[solved] Cannot live restore VM

storelli · Oct 24, 2023

Hello,

We have a two independant PVE clusters connected to two PBS servers (one per cluster). On one cluster live restore is working properly as well as normal restore. But on the other one live-restore is always failing (on all nodes).
The only difference we can see between those two clusters is that one has been recently installed with PVE 8 (the working one) and the other one has been upgraded from the 7 version.

The PVE version is pve-manager/8.0.4/d258a813cfa6b390 (running kernel: 6.2.16-15-pve)

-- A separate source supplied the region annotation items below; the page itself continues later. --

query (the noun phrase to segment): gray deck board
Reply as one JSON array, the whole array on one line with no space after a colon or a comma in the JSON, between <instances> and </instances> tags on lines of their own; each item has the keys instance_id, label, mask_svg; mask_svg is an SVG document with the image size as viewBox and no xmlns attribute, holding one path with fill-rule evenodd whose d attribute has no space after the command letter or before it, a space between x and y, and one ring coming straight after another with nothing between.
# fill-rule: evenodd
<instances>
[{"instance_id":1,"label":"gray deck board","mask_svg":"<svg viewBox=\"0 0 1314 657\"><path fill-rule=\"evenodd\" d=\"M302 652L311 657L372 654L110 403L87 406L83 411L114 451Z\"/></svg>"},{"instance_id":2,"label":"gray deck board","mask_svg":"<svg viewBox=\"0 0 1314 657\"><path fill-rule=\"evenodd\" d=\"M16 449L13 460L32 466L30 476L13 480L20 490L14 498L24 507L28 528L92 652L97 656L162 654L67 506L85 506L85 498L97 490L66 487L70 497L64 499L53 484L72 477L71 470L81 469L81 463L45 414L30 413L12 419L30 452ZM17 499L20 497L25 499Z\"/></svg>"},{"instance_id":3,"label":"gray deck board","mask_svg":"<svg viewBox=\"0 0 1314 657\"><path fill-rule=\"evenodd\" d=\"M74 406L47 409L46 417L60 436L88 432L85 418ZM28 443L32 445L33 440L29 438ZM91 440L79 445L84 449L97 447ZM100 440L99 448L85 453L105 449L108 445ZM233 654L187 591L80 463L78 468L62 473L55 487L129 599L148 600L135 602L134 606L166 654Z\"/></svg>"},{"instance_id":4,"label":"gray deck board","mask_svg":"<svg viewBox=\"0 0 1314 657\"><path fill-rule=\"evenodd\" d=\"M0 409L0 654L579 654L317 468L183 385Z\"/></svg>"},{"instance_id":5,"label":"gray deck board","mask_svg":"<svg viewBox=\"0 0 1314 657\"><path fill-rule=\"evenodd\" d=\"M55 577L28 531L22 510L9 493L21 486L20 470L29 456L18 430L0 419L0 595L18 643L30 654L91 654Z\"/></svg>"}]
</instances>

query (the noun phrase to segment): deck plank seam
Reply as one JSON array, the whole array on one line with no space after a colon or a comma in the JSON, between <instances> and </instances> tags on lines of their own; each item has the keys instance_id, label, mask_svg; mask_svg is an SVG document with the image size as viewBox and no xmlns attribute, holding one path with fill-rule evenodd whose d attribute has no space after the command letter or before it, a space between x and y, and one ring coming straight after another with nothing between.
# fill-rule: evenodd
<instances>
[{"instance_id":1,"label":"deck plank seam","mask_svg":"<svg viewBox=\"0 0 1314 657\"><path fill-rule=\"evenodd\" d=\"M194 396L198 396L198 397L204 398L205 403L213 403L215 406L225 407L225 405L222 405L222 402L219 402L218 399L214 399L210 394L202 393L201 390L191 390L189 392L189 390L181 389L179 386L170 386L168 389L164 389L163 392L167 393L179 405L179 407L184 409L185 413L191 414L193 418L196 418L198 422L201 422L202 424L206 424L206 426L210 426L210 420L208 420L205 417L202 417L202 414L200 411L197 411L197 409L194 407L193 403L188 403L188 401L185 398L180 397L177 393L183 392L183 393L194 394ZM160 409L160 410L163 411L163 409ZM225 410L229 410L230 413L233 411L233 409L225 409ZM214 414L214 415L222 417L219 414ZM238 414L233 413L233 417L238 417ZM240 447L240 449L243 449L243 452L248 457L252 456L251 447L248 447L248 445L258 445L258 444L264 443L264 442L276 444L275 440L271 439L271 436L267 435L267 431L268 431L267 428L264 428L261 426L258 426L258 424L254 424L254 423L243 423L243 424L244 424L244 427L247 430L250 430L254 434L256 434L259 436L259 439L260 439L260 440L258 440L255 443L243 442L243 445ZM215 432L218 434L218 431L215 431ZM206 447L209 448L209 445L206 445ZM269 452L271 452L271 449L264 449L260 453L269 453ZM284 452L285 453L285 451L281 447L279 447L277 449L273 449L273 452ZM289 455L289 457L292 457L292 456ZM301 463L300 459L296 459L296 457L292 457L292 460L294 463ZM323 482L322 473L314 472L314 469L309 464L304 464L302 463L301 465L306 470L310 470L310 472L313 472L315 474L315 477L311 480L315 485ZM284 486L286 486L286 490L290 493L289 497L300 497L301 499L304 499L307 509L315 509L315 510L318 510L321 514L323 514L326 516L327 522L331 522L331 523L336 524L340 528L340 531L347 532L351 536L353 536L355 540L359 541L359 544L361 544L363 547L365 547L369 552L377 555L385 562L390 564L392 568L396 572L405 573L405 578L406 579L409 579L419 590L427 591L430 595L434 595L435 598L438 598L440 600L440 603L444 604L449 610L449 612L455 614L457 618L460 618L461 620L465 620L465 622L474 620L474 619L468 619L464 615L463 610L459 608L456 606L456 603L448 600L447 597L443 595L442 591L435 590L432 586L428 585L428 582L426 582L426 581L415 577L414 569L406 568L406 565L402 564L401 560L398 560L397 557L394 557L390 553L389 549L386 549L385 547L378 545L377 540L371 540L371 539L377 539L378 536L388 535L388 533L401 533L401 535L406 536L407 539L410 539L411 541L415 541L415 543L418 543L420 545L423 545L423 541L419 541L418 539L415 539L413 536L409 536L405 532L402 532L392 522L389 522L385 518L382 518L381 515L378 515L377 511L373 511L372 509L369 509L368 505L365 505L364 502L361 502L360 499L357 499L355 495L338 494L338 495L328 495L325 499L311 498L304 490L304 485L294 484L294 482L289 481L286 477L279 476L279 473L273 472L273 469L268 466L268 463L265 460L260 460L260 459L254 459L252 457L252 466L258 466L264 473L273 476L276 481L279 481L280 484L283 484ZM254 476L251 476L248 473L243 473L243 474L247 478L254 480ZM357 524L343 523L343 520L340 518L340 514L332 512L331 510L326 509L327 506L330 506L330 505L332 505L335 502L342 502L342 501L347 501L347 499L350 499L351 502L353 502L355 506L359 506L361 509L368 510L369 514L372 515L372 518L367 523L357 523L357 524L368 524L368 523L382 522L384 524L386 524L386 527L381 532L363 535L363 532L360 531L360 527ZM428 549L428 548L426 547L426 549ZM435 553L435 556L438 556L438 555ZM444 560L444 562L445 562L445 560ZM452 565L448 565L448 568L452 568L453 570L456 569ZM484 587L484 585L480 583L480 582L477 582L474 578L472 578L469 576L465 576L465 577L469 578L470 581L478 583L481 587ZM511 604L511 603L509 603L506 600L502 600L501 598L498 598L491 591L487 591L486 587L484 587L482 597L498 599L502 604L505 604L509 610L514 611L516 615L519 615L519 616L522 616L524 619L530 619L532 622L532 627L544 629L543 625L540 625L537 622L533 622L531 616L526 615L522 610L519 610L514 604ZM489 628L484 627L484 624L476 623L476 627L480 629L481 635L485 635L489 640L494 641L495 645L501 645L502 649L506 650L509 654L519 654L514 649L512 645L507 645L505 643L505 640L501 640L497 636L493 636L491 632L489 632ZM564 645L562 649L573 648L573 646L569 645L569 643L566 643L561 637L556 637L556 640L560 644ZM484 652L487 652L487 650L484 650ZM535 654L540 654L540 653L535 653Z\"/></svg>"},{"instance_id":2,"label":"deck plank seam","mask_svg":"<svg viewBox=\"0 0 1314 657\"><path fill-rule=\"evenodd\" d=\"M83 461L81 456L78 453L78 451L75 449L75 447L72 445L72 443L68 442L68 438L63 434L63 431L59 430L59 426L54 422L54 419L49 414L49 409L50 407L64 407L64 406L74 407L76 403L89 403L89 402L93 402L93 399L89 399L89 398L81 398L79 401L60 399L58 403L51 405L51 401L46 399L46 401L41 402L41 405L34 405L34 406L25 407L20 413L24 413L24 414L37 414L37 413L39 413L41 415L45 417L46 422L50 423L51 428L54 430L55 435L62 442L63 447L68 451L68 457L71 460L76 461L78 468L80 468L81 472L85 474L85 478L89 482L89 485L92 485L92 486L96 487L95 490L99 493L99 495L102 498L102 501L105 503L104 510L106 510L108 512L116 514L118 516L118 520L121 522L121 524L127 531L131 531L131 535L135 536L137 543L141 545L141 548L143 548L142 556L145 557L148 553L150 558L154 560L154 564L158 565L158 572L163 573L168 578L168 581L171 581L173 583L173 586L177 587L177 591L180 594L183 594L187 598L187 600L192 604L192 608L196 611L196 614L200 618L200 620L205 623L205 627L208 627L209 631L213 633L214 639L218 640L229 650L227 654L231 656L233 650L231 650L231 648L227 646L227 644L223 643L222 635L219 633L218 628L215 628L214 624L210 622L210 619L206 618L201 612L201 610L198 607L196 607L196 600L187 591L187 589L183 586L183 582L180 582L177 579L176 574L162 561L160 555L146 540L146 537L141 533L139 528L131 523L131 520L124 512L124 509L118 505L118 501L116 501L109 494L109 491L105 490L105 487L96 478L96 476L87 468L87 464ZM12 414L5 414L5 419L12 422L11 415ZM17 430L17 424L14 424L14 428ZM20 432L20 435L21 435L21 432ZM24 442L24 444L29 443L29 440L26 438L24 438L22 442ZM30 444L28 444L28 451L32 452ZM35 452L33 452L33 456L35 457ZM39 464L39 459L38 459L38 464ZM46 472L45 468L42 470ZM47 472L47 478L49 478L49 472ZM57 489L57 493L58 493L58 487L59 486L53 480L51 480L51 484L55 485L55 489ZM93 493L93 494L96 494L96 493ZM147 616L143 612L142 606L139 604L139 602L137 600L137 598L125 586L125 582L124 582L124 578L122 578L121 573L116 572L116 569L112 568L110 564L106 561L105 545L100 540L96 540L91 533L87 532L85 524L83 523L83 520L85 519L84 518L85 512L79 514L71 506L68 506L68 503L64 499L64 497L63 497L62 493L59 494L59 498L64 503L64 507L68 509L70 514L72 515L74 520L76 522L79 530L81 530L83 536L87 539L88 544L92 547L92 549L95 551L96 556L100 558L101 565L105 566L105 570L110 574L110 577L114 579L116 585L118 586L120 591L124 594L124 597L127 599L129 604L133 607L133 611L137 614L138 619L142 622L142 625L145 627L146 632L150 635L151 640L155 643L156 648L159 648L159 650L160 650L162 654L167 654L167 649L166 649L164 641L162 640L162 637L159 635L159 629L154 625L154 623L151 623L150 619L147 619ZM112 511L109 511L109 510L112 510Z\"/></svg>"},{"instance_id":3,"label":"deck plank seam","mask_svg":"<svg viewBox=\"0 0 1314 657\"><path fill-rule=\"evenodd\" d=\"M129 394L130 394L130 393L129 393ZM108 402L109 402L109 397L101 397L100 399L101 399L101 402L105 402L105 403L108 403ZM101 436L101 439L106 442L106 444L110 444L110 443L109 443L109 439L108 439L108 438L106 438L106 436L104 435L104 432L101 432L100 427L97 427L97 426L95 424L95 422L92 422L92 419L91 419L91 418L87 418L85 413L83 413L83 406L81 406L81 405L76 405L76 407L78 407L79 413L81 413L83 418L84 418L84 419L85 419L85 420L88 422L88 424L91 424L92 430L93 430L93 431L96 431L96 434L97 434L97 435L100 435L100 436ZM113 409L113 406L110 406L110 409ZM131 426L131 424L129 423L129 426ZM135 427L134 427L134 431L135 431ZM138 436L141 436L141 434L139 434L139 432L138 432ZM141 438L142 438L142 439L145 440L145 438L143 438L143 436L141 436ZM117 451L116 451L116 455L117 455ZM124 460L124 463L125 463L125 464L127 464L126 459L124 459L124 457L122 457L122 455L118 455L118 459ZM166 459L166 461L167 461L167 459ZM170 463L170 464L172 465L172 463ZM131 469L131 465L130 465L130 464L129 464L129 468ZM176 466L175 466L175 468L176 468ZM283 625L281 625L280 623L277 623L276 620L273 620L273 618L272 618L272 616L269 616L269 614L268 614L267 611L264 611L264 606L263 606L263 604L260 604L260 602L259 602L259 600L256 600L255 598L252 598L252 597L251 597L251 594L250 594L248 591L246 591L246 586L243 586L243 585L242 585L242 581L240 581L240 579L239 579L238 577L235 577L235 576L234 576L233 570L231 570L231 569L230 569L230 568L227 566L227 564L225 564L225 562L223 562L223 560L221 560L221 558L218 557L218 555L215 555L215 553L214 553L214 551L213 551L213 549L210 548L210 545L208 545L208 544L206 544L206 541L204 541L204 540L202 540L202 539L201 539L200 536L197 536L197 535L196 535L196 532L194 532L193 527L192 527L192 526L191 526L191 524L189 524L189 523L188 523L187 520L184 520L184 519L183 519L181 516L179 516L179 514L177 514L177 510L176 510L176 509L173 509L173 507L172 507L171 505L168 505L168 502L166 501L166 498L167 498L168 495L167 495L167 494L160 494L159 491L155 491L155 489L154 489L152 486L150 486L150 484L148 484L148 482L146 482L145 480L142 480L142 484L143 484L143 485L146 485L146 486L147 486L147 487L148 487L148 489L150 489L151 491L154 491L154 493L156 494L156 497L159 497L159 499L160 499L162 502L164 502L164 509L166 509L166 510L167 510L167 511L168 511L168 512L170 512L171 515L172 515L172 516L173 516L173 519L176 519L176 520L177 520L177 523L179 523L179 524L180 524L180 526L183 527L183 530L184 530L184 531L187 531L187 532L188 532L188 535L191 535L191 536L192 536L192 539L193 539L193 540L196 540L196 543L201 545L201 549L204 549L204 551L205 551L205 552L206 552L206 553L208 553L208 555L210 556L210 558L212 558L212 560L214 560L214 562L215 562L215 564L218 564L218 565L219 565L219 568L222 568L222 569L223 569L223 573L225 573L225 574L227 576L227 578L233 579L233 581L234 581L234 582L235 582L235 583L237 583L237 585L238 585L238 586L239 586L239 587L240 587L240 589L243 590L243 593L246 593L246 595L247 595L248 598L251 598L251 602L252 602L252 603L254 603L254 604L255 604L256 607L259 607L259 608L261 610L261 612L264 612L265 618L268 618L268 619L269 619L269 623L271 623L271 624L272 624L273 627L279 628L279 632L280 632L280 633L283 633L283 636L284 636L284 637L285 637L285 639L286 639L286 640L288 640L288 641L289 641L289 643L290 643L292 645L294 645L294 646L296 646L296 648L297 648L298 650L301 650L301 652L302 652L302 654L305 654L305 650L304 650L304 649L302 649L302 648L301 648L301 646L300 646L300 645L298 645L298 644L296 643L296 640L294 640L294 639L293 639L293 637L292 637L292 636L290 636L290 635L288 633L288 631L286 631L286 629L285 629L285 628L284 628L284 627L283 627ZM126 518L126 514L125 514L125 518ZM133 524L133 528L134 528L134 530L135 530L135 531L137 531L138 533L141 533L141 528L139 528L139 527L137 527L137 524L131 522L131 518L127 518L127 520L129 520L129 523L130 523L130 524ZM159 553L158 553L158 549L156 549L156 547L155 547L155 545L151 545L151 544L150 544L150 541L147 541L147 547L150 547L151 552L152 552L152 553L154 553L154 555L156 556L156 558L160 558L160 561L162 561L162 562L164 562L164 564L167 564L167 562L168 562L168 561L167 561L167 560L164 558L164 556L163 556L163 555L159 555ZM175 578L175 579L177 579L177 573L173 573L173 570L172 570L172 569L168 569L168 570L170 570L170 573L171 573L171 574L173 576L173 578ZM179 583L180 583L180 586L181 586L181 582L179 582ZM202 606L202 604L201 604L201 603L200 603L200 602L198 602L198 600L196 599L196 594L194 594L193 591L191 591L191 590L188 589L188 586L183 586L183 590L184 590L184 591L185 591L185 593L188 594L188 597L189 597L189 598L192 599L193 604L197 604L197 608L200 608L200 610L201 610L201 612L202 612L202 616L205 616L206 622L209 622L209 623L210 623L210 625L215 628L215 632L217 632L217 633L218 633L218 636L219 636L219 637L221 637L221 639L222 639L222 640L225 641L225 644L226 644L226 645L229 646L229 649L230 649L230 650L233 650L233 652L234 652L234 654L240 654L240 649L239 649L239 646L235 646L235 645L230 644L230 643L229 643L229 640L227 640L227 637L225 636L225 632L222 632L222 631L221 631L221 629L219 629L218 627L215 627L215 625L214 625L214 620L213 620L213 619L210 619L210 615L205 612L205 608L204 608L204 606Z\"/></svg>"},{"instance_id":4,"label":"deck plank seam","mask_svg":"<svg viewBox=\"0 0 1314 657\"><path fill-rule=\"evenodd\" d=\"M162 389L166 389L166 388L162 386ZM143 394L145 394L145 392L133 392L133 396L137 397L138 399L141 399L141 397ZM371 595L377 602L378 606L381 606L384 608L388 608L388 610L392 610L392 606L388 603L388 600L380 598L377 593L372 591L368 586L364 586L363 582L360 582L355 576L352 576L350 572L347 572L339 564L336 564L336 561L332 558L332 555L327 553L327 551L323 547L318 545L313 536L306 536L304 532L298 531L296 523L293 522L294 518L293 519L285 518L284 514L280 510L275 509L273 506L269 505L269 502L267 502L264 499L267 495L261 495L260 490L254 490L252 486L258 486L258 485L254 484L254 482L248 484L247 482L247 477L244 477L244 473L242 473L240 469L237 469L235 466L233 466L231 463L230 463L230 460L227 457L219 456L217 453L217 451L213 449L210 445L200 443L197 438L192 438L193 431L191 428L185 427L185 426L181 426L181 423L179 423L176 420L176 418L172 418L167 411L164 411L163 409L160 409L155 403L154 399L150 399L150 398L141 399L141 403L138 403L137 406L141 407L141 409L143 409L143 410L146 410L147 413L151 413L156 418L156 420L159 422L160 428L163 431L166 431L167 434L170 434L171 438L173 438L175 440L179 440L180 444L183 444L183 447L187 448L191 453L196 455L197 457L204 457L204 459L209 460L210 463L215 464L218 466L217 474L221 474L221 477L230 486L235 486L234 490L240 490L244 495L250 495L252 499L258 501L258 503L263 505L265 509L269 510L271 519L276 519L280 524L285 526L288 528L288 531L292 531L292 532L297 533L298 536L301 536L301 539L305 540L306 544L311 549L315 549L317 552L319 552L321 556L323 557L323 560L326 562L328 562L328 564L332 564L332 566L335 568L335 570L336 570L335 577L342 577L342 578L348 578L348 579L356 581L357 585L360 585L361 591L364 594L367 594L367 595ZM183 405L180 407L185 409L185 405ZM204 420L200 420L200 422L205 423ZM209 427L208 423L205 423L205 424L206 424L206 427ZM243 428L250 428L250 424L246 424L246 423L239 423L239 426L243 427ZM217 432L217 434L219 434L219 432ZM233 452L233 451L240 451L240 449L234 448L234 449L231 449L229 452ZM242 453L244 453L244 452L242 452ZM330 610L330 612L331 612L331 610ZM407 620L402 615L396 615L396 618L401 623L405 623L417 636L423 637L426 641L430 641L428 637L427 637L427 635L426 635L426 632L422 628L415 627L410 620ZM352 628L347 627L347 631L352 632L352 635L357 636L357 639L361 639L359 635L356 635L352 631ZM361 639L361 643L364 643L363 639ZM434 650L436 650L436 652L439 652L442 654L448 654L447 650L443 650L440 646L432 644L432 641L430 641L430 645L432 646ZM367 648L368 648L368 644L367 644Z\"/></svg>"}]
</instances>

And the error received is :

Code:

new volume ID is 'storage:vm-999-disk-0'
rescan volumes...
VM is locked (create)
starting VM for live-restore
repository: 'USER@XXX:BackupServer', snapshot: 'vm/100000004/2023-10-24T02:27:57Z'
restoring 'drive-virtio0' to 'storage:vm-999-disk-0'
kvm: -drive file.filename=rbd:storage/vm-999-disk-0:conf=/etc/pve/ceph.conf:id=admin:keyring=/etc/pve/priv/ceph/storage.keyring,if=none,id=drive-virtio0,discard=on,throttling.iops-read=350,throttling.iops-read-max=1000,throttling.iops-write=350,throttling.iops-write-max=1000,format=alloc-track,file.driver=rbd,cache=none,aio=io_uring,file.detect-zeroes=unmap,backing=drive-virtio0-pbs,auto-remove=on: warning: RBD options encoded in the filename as keyvalue pairs is deprecated
restore-drive-virtio0: transferred 0.0 B of 20.0 GiB (0.00%) in 0s
restore-drive-virtio0: Cancelling block job
An error occurred during live-restore: block job (stream) error: VM 999 not running

trying to acquire lock...
 OK
error before or during data restore, some or all disks were not completely restored. VM 999 state is NOT cleaned up.
live-restore failed

We have tried to gather more information by looking at the qmrestore perl code and what we can say is :
- the VM is launching properly and stay alive if we put some sleep in the code.
- in the QemuServer.pm in sub pbs_live_restore there is those two lines of code

Code:

mon_cmd($vmid, 'cont');
qemu_drive_mirror_monitor($vmid, undef, $jobs, 'auto', 0, 'stream');

If we sleep before mon_cmd() the VM is still running according to linux "ps aux". After this line the process disappear.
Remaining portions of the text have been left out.